Why stream processing transforms data in Kafka - Why It Works

Choose your learning style9 modes available
Introduction
Data often arrives continuously and needs to be changed or enriched immediately to be useful. Stream processing transforms this flowing data in real time so systems can react quickly and keep information fresh.
When you want to filter out unwanted data from a live feed before saving it
When you need to enrich incoming data by adding extra details on the fly
When you want to aggregate or summarize data continuously as it arrives
When you must detect patterns or anomalies in data streams instantly
When you want to route data to different systems based on its content
Config File - stream-processing.properties
stream-processing.properties
bootstrap.servers=localhost:9092
application.id=stream-transform-app
processing.guarantee=exactly_once
cache.max.bytes.buffering=10485760
commit.interval.ms=1000

bootstrap.servers: Kafka server address to connect to.

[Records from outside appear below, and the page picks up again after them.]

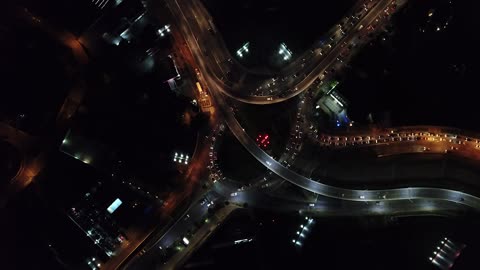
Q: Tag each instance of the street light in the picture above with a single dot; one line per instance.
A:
(243, 49)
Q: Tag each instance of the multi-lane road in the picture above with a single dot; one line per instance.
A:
(217, 88)
(212, 59)
(295, 78)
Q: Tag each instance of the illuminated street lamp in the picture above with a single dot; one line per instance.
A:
(163, 30)
(285, 52)
(243, 49)
(181, 158)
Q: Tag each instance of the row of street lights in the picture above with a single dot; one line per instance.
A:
(283, 51)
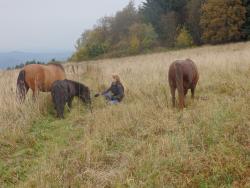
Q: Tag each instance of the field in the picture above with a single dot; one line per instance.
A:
(142, 142)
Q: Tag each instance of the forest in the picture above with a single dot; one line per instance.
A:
(165, 24)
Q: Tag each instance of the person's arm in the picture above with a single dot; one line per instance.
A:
(120, 91)
(108, 90)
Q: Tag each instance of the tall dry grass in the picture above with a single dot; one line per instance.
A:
(144, 142)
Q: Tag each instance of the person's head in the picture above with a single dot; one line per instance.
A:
(116, 78)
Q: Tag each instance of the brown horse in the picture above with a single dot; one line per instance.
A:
(38, 78)
(182, 75)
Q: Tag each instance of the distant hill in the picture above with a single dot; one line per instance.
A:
(11, 59)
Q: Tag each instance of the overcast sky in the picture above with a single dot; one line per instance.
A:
(50, 25)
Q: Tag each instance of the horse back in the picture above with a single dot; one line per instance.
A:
(42, 76)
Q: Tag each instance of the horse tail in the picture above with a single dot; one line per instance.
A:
(22, 86)
(179, 84)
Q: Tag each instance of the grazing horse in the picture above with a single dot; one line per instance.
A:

application.id: Unique ID for this stream processing app.

processing.guarantee: Ensures data is processed exactly once to avoid duplicates.

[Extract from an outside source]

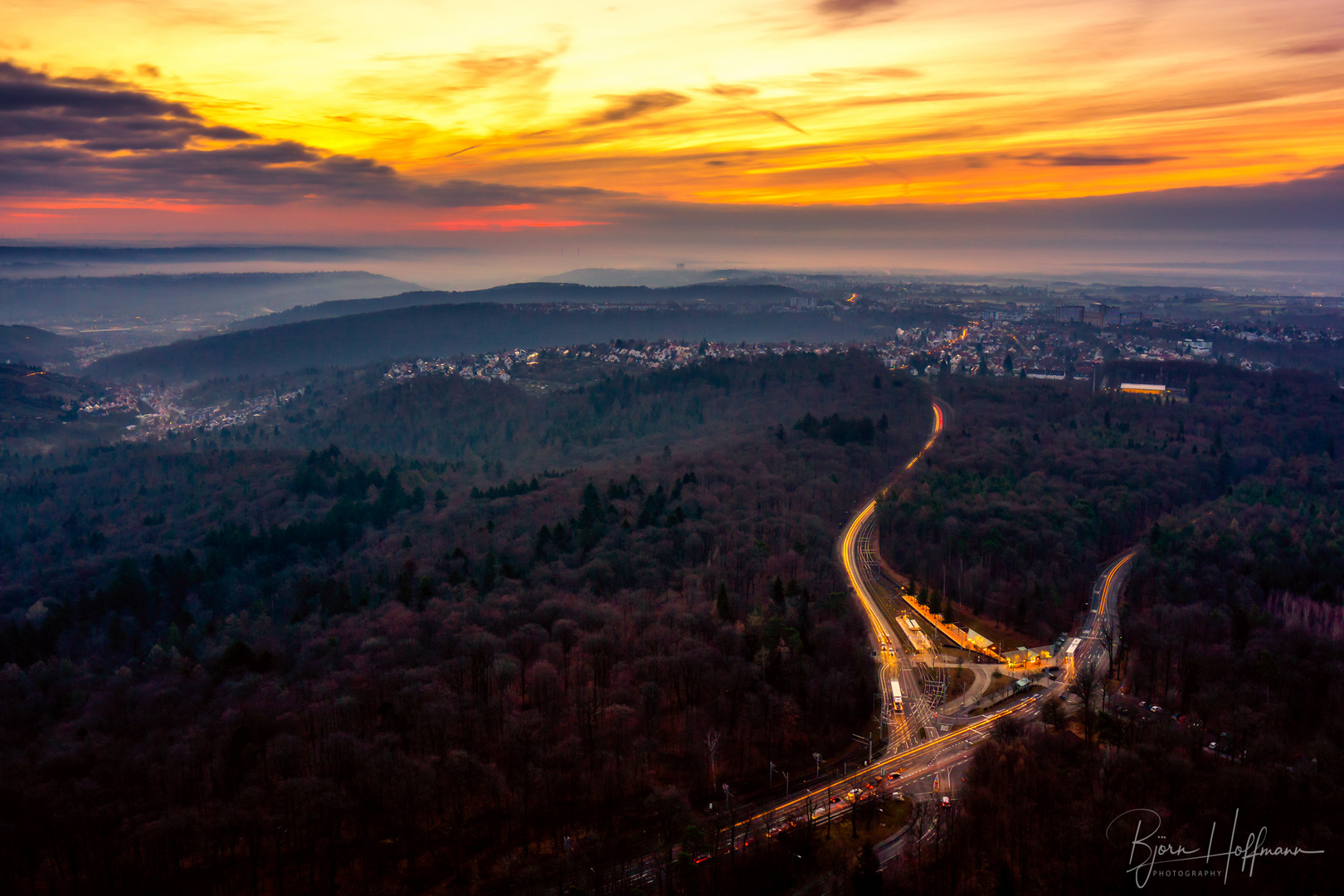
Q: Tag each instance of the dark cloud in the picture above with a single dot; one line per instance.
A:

cache.max.bytes.buffering: Controls memory used for buffering data before processing.

commit.interval.ms: How often to save progress to Kafka.

Commands
Create a Kafka topic named 'raw-data' where unprocessed data will be sent.
Terminal
kafka-topics --create --topic raw-data --bootstrap-server localhost:9092 --partitions 3 --replication-factor 1
Expected OutputExpected
Created topic raw-data.
--partitions - Number of partitions for parallel processing
--replication-factor - Number of copies for fault tolerance
Create a Kafka topic named 'transformed-data' to hold the processed and transformed data.
Terminal
kafka-topics --create --topic transformed-data --bootstrap-server localhost:9092 --partitions 3 --replication-factor 1
Expected OutputExpected
Created topic transformed-data.
--partitions - Number of partitions for parallel processing
--replication-factor - Number of copies for fault tolerance
Send sample raw data messages to the 'raw-data' topic to simulate incoming data stream.
Terminal
kafka-console-producer --topic raw-data --bootstrap-server localhost:9092
Expected OutputExpected
No output (command runs silently)
--topic - Specify the topic to send data to
Start the stream processing application that reads from 'raw-data', transforms the data, and writes to 'transformed-data'.
Terminal
kafka-streams-application-start --config stream-processing.properties
Expected OutputExpected
Stream processing application started with application.id=stream-transform-app
--config - Specify the configuration file for the stream app
Read and display the transformed data from the 'transformed-data' topic to verify the transformation.
Terminal
kafka-console-consumer --topic transformed-data --bootstrap-server localhost:9092 --from-beginning
Expected OutputExpected
transformed message 1 transformed message 2 transformed message 3
--from-beginning - Read all messages from the start of the topic
Key Concept

Stream processing transforms data immediately as it flows in, enabling real-time insights and actions.

Common Mistakes
Not creating the output topic before starting the stream processing app
The app will fail to write transformed data if the output topic does not exist.
Always create both input and output topics before running the stream processing application.
Sending data to the wrong topic
If raw data is sent to the transformed-data topic, the app will not process it correctly.
Send raw data only to the input topic configured for the stream processor.
Not setting processing.guarantee to exactly_once
Without exactly-once processing, data might be duplicated or lost during transformation.
Set processing.guarantee=exactly_once in the config to ensure reliable processing.
Summary
Create Kafka topics for raw input data and transformed output data.
Send raw data to the input topic to simulate a live data stream.
Run a stream processing app that reads raw data, transforms it, and writes to the output topic.
Use a consumer to verify the transformed data is correctly produced.